# C. loddigesii, C. harrisoniana



## Brian Monk (Oct 23, 2011)

I am trying to track down the provenance of these clones. If anyone can help, I would appreciate it. And if you have any clones that are not on this list, please speak up.

C. LODDIGESII
Lakeview
Tony Bos – Jones & Scully
Shorty – Cal Orchids, via Brazil
Sweetheart – Brazil
Aranda – Aranda, Brazil
Aranda B – Aranda, Brazil
Carina – Jones & Scully 

C.HARRISONIANA
Streeter’s Choice – from Danielle, from Stewart’s 
Hebrita
Volcano Queen – From Streeter’s Choice?
Impassionata
Blue Sky – 
‘Harfords Favorite’ - from Brazil


----------



## tim (Oct 24, 2011)

what do you mean by provenance? where in the jungle they came from? or who in the states got them awarded? or what nursery grew up the clone and selected it?

Are you looking to determine whether these are legitimately the species or some introgressive hybrid?

'Harford's Favorite' is from my mentors at the little greenhouse in maryland; they got alot of their cattleyas from jones and scully but probably from elsewhere as well. I would bet anything from jones and scully either was legit or was a jungle-collected introgressed hybrid. 

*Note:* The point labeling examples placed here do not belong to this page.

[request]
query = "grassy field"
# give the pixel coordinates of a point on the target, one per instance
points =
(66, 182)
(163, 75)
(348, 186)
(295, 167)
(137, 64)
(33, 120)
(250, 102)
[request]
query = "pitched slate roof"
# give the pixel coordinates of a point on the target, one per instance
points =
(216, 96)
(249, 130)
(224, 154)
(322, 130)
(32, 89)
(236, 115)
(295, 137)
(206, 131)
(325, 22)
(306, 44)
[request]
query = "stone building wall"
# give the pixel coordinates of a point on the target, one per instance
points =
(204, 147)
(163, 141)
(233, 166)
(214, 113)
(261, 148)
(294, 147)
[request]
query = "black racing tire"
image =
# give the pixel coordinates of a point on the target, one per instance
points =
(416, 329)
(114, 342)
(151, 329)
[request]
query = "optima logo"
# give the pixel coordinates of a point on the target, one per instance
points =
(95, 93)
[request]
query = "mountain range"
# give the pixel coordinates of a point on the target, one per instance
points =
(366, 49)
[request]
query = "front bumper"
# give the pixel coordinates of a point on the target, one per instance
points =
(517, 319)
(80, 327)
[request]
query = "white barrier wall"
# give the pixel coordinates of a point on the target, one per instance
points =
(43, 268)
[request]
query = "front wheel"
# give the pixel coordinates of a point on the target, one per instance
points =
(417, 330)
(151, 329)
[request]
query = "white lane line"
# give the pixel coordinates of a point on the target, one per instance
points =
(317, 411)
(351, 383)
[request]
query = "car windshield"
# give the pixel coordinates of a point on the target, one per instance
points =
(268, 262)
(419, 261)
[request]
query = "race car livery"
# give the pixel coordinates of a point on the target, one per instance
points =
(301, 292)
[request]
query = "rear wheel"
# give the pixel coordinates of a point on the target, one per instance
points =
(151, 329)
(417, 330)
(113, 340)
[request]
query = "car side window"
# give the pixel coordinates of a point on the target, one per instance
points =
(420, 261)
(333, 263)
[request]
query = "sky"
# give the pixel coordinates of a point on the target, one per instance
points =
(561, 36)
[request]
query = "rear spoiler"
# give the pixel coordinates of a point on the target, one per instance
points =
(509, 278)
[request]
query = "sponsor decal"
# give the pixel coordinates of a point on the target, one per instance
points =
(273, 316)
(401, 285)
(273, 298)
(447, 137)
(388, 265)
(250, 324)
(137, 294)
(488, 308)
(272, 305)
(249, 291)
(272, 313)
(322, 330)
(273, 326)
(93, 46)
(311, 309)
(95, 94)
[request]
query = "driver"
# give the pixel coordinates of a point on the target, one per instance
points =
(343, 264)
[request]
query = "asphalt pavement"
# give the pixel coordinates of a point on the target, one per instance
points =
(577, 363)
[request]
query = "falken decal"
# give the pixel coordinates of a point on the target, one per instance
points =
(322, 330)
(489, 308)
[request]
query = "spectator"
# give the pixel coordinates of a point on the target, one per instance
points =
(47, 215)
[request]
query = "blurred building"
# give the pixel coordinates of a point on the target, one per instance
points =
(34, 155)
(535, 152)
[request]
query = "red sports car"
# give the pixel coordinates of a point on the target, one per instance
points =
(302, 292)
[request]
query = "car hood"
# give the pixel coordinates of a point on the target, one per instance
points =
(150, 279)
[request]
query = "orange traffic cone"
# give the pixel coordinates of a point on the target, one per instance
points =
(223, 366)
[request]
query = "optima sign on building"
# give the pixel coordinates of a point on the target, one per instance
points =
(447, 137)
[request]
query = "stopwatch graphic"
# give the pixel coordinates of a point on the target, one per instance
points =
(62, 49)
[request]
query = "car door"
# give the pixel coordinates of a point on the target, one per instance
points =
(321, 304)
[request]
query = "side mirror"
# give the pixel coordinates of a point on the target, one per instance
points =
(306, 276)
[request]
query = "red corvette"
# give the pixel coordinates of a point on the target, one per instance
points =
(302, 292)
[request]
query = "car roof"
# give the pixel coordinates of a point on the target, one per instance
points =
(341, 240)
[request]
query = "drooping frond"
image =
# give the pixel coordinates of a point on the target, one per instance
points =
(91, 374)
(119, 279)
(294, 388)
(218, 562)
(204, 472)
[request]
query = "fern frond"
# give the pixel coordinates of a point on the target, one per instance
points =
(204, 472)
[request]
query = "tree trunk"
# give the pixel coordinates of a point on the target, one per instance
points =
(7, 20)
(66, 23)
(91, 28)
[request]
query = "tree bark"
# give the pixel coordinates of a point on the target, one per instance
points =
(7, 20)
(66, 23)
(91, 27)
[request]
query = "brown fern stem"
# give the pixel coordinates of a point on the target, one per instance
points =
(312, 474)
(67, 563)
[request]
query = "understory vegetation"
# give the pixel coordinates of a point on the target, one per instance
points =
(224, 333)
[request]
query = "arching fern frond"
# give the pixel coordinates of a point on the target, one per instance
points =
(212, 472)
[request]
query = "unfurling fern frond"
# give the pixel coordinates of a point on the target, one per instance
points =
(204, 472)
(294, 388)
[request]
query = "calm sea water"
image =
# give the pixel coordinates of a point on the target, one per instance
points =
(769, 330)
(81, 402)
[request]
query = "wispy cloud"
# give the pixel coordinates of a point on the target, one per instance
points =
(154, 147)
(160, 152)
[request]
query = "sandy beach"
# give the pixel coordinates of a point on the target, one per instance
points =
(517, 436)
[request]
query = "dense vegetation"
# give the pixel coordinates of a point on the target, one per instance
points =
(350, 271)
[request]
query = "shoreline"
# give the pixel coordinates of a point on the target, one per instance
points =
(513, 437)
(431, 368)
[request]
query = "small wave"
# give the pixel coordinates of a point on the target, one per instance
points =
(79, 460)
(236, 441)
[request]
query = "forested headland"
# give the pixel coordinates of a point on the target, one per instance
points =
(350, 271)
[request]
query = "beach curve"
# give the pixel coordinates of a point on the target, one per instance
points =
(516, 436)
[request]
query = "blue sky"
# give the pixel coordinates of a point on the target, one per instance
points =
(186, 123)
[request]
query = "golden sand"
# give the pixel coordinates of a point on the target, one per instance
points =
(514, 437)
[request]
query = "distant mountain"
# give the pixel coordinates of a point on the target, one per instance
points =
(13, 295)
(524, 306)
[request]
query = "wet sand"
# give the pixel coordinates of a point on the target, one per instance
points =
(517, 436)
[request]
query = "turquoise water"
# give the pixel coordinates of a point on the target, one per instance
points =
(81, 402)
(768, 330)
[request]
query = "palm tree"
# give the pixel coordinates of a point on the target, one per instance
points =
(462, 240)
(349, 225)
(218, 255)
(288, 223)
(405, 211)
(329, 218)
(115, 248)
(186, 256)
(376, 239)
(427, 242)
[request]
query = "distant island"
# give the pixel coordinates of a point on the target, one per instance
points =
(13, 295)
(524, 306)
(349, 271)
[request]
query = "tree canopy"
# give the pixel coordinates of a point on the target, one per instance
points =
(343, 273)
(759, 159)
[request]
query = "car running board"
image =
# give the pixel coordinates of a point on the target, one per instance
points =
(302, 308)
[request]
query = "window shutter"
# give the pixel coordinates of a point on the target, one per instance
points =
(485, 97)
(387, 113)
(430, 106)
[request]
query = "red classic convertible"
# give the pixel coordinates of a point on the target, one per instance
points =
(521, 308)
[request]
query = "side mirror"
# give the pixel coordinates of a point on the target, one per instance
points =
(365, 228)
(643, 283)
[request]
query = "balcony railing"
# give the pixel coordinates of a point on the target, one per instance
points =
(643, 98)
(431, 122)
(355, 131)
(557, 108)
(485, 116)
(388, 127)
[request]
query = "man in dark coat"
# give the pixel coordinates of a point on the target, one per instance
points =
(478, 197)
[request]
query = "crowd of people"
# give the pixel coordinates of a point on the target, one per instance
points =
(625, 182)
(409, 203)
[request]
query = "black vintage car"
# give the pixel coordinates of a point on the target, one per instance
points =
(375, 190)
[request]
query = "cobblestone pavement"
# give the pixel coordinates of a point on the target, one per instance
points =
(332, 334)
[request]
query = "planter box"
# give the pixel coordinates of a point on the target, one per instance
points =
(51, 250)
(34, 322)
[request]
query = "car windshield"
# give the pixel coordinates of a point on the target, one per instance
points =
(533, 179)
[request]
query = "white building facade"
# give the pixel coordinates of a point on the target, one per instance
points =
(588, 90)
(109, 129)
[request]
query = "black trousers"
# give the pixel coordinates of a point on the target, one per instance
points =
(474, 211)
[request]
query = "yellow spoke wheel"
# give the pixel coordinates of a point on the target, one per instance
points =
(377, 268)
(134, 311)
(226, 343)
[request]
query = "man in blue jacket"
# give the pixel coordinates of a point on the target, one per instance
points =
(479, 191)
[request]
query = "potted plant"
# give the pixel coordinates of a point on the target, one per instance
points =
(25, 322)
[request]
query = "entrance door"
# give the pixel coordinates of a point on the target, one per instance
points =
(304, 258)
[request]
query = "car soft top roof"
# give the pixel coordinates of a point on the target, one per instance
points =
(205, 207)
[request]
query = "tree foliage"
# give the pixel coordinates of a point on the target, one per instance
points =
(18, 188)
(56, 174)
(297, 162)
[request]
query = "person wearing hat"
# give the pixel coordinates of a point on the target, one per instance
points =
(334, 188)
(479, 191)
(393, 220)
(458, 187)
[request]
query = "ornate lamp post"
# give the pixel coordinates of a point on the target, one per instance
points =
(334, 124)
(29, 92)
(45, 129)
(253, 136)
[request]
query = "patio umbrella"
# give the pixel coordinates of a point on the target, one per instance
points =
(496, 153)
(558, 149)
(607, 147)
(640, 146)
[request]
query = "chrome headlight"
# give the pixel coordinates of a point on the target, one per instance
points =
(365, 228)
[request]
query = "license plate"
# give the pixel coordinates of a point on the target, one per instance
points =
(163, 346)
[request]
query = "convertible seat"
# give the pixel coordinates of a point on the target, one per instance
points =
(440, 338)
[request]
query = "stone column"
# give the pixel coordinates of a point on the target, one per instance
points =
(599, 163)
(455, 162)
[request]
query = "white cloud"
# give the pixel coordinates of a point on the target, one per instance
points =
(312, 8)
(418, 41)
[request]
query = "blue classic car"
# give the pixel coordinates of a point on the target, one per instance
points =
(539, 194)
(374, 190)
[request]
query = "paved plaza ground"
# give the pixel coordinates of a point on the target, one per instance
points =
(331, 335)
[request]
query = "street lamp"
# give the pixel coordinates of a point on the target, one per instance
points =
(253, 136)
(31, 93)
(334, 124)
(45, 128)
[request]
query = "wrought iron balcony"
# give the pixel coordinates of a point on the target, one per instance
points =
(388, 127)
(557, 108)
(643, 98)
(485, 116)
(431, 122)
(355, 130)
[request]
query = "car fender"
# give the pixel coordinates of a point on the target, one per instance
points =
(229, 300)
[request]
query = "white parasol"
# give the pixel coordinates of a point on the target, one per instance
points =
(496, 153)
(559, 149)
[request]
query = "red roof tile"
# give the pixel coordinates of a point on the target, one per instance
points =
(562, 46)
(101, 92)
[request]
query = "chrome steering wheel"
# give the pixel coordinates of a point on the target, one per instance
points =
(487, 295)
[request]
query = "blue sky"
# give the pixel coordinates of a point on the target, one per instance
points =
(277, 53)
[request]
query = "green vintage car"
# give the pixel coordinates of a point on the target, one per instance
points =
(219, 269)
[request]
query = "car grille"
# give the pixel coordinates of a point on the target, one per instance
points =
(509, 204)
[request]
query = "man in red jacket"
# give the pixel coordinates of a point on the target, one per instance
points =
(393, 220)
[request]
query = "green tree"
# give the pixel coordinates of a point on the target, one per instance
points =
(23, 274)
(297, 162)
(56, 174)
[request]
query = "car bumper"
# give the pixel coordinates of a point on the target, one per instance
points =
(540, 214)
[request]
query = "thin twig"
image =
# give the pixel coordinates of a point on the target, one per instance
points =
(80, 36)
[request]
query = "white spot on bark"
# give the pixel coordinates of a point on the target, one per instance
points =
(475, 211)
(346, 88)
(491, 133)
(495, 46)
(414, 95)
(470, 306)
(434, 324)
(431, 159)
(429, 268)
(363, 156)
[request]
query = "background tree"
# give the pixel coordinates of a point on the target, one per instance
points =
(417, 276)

I think 'Sweetheart', like 'Shorty' is a cal-orchid plant, or at least owned and used for breeding by cal-orchid. call them and they can fill in.

'Blue Sky' was originally a stewart's plant, now grown quite a bit in southern CA and particularly in Santa Barbara - SBOE has some big plants of it and Paul Gripp I'm sure has plenty of info about it if you call; same deal with 'Impassionata' - from stewart's, now grown by SBOE

Most of the people in CA i've talked to about 'Streeter's Choice' (including good friends of Bob Streeter) think that it is actually a really good form of the species, and not in fact a hybrid. Take it or leave it...it was low-batch cloned by Fordyce or Fordyce had some of the small batch of original mericlones and I had one and man it grew so slowly...then scale ate it. There's divisions of the original around in CA as well.

Same people say Aranda, Aranda B, and the other Aranda clones (I think there's an A and a C that I've seen) as well as Carina are legit excellent clones; Carina and Aranda are collected and the other Arandas come from sibbings in Brazil. Good friends of mine selected from literally thousands of blooming loddigesii at nurseries in Brazil so I don't think it's out of the question to have such great clones come from legit breeding and such large numbers from which to select. I had an asymptomic virus carrying 'Carina' and hear that's common with that particular clone but it's beautiful and slightly 'punctissima'...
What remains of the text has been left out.